In remembering this part of my life, I’d hoped to encounter Dad as conflicted about choosing faith over chemotherapy. I’ve since wondered how influenced he was by my mother. She proudly considers herself an outlier. She adopted Thomas Edison’s motto that there are some people who think, some who think they think, and some who would rather die than think, counting herself among the first category. She chose to homeschool, in rejection of government institutions, and to homebirth in dismissal of the medical industry, though she was a veterinarian. “Medical practice is embedded with agendas,” she said. Pharmaceutical companies. Experimentation. Dad embraced each lifestyle choice, but they were Mom’s ideas. I’ve often imagined Dad choosing faith out of loyalty to Mom. I preferred this version of him—a man who, in his struggle between reality and love, feels more akin to who I am now.

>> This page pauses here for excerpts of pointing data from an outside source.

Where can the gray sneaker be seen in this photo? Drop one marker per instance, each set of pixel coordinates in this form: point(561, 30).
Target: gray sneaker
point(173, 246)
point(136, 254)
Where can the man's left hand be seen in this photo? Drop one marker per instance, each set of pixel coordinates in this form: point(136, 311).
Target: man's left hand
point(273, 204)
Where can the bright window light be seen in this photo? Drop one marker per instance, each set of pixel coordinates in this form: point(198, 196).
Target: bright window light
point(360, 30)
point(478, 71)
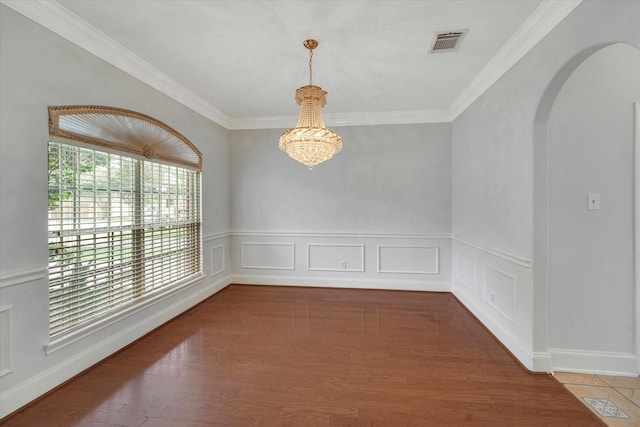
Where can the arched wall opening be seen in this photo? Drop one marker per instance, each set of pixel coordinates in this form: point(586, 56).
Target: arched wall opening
point(585, 289)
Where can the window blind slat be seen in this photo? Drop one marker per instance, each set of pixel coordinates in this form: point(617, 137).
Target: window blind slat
point(119, 228)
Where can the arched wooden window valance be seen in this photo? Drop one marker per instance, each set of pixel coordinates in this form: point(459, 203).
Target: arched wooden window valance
point(123, 130)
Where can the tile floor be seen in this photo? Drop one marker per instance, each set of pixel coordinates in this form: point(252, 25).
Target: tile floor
point(615, 400)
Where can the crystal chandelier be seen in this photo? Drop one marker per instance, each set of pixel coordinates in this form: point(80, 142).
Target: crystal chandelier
point(310, 142)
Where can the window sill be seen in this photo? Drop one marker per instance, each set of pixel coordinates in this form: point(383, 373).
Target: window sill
point(141, 304)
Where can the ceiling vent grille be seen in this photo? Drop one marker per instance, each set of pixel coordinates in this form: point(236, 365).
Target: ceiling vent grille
point(447, 41)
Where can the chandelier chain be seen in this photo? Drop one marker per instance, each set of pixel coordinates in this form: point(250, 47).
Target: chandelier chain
point(310, 68)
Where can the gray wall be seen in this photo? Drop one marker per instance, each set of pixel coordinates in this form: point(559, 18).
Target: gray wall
point(39, 69)
point(377, 215)
point(387, 179)
point(590, 150)
point(500, 197)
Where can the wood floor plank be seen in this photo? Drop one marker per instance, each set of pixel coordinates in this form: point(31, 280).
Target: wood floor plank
point(306, 357)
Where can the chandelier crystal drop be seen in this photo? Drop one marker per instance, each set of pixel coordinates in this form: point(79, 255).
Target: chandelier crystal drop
point(310, 142)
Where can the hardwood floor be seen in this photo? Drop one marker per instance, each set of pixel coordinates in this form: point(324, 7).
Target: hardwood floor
point(306, 357)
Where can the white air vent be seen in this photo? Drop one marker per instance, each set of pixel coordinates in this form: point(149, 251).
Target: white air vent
point(447, 41)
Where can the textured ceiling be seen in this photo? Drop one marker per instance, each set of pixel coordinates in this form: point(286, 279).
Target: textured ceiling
point(245, 58)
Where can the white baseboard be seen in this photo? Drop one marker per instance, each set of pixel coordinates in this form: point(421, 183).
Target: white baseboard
point(542, 362)
point(324, 282)
point(29, 390)
point(525, 357)
point(592, 362)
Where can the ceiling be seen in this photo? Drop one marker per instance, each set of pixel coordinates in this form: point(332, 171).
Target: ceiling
point(240, 62)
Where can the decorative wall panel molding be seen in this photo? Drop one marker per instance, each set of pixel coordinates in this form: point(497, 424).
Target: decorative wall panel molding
point(507, 256)
point(5, 340)
point(408, 259)
point(268, 256)
point(20, 277)
point(465, 270)
point(499, 291)
point(216, 236)
point(217, 260)
point(335, 257)
point(330, 235)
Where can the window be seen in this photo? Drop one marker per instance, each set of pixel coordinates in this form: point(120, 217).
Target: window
point(122, 227)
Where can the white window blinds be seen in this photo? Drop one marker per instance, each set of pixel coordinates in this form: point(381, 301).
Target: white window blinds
point(121, 228)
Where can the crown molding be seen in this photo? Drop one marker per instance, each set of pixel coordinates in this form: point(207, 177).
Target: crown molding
point(66, 24)
point(345, 119)
point(544, 19)
point(55, 17)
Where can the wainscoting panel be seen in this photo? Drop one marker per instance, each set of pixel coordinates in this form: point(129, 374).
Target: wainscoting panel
point(497, 287)
point(347, 260)
point(268, 256)
point(5, 340)
point(465, 272)
point(500, 291)
point(217, 260)
point(335, 257)
point(408, 259)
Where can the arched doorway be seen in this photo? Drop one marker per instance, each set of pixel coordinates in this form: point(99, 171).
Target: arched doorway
point(584, 259)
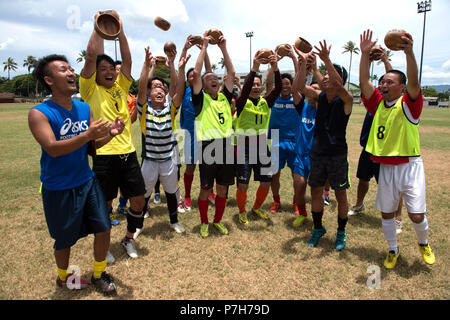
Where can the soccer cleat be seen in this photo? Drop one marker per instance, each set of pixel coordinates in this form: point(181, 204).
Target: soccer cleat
point(187, 204)
point(341, 239)
point(105, 283)
point(299, 221)
point(130, 247)
point(204, 230)
point(221, 227)
point(391, 259)
point(356, 209)
point(315, 236)
point(260, 214)
point(427, 254)
point(72, 282)
point(243, 218)
point(275, 207)
point(177, 227)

But my memory yields no such father. In place of what I longed to remember, Dad breaks my grasp and grabs my wrist as though to catch me. His eyelids press tightly together. The music of tongues goes on and on. Dad’s forehead is white-knuckled in determination. He squeezes my arm. My fingers turn purple. When the prayer ends, a red imprint of Dad’s hand blossoms below my wrist.

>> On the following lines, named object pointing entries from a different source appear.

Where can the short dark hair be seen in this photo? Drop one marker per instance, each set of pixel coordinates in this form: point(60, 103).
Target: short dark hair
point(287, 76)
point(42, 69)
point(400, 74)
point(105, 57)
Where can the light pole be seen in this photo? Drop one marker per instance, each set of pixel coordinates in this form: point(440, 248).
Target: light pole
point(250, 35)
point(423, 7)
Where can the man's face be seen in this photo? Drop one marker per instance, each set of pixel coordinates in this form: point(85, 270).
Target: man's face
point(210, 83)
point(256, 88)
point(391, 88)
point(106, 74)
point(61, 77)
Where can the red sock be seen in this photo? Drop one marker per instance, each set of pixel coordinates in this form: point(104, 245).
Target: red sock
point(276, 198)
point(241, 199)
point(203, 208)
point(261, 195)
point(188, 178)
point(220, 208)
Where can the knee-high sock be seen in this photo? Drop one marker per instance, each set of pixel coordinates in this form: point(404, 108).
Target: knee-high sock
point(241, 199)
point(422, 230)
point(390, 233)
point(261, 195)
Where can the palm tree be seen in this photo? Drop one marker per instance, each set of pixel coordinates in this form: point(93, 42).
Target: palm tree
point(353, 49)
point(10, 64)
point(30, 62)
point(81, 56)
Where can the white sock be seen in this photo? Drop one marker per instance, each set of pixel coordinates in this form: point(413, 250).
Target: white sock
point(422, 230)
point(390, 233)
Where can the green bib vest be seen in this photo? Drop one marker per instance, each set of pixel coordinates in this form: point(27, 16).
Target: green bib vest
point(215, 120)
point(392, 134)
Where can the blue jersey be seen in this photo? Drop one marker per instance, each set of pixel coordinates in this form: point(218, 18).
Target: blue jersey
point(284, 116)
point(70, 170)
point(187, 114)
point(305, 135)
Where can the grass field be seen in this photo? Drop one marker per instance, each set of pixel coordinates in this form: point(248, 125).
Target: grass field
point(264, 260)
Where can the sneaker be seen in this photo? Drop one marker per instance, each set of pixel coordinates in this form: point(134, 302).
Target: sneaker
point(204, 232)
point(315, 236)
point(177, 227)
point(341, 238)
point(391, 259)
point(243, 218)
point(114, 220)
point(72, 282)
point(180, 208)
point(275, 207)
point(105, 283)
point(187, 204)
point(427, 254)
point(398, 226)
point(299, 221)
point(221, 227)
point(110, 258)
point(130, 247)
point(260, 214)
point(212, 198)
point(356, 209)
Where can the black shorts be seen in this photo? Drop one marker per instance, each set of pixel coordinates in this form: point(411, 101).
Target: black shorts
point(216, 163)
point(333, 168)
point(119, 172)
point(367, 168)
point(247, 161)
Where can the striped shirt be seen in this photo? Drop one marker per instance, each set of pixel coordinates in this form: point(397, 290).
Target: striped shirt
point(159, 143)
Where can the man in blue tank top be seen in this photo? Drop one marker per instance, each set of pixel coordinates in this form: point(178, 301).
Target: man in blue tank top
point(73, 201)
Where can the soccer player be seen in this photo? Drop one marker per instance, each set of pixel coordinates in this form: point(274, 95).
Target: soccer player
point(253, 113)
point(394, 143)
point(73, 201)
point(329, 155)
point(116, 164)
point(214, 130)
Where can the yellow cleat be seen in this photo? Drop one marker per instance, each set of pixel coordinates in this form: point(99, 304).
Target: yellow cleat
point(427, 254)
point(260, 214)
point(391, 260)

In truth, I don’t find a daughter quite so conflicted as I would like to believe I was. I lived in fear, but that’s different. I was a twelve-year-old who couldn’t comprehend the future ahead, a future that I, now thirty-four, have lived. If I could collapse the twenty-two years between us and appear before my twelve-year-old self, I’d have a few answers for her. Dad does die, on a summer night at the end of June. Her faith won’t be saving anyone’s life, not even her own. I’d like to say, “it’s not your fault.” But the twelve-year-old would refuse my claims. Evangelicals, when presented with evidence of their future, reject it. We believe the struggle is against spiritual powers of darkness, not flesh and blood. This is our carte blanche. We are in the world, not of it.  The twelve-year-old would see me as a perversion of communism and ignorance, a harbinger of the demonic. A check on her faith, as Satan tested Christ in the desert. The twelve-year-old was good at tests. I would say, “God didn’t tell Mom about the razor,” and the twelve-year-old would respond adamantly, perhaps with a rattle of anger, “Who can know the thoughts of God?”

When I remember the last holy man who prayed for Dad in 1998, I think of Mom’s face held aloft to heaven. I think about the way Dad studied the red impression of his fingers across my skin. Flesh and blood.

“Whoa,” he said. He laughed a little. “I didn’t realize. I’m sorry.” 

Both my parents might have made good evangelists. Their spirituality matched any wildcat preacher’s in Texas. So did mine. Our house was as thick with visions and prayers as any tent.

I think about how Dad was dying even as the holy man and Mom cried in tongues, “life.” Life had become a foreign word. I think about the bruise of Dad’s hand on my arm.